Gemeinde Fuldatal saniert letztes R1-Teilstück bis Oktober 2016

Fulda-Radweg R1: Ausbau beginnt im März

Schlammpiste Fulda-Radweg: Das Teilstück zwischen Kragenhöfer Brücke und Schocketal ist immer noch in miserablem Zustand. Im März 2016 soll auch dieses letzte Teilstück des R1 ausgebaut werden. Archivfoto: Rogge-Richter

Fuldatal. Tourenradler können aufatmen: Spätestens im Oktober 2016 wird das letzte Teilstück des Fulda-Radweges R1 zwischen Kragenhöfer Brücke und Schocketal auf Fuldataler Grund fertig ausgebaut sein.

Noch gleicht das rund 2,5 Kilometer lange Wegstück – vor allem nach Regen – einer löchrigen Schlammwüste. Nach dem Ausbau wird sich der Lückenschluss jedoch nahtlos an das bereits fertiggestellte rund fünf Kilometer lange Radwegstück auf Kasseler Seite zwischen Landhaus Meister und Eisenbahnbrücke anschließen.

„Die Finanzierung steht“, sagt Bürgermeister Karsten Schreiber (CDU). 735.000 Euro kostet das Gesamtvorhaben. Darauf entfallen 627.000 Euro auf die reinen Baukosten. Sie werden zu 80 Prozent vom Land übernommen. Die Planungskosten in Höhe von 108.000 Euro werden mit 35.000 Euro vom Landkreis gefördert. Den Rest – 198.400 Euro – stemmt die Gemeinde.

„Derzeit stecken wir in der Vorbereitung des Bauablaufs“, sagt Schreiber. Sobald Ende November der Förderbescheid des Landes da sei, könne die Ausschreibung beginnen.

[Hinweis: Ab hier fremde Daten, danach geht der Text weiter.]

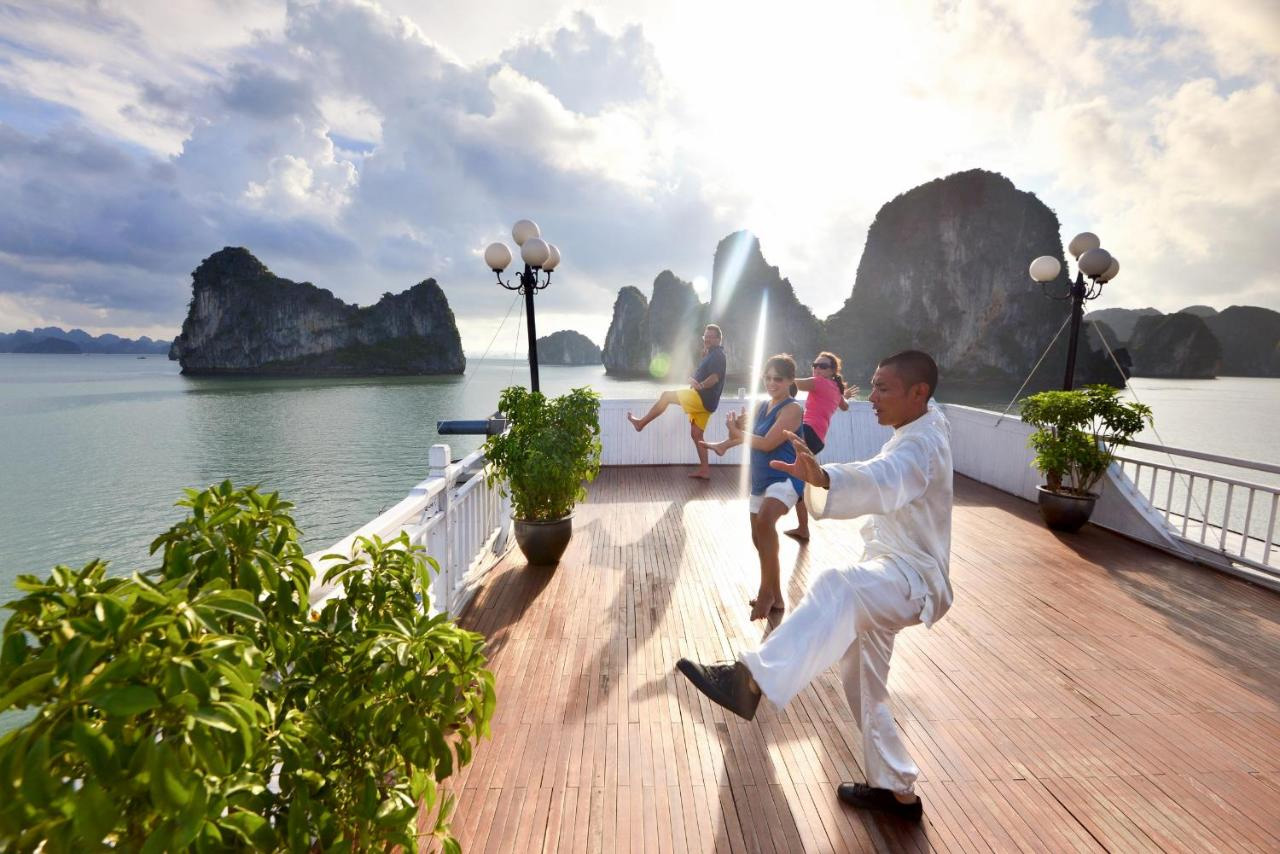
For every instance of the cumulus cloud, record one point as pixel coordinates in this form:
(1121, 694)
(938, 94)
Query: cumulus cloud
(586, 68)
(347, 144)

Schon im Januar sollen die Gehölzarbeiten entlang des R1 beginnen. „Einige Bäume und Büsche werden weichen“, sagt Schreiber, „allerdings längst nicht in dem Umfang wie auf Kasseler Seite.“ Im März beginnen dann an einigen Stellen Erdarbeiten.

Platz für neue Piste

Ziel ist Platz zu schaffen für die neue Asphalt-Piste. Sie wird durchgängig drei Meter breit sein – mit jeweils einem halben Meter Bankette auf jeder Seite. Steile Hangbereiche werden auf etwa 170 Metern Länge mit Gabionen gesichert.

Erneuert wird im gleichen Zuge auch die Holzbrücke Mühlbach nahe dem Schiffsanleger. Das 8,66 Meter lange und 3,26 Meter breite Bauwerk wird als Fertigteil angeliefert und bereits im Sommer 2016 auf die Brückenköpfe gesetzt.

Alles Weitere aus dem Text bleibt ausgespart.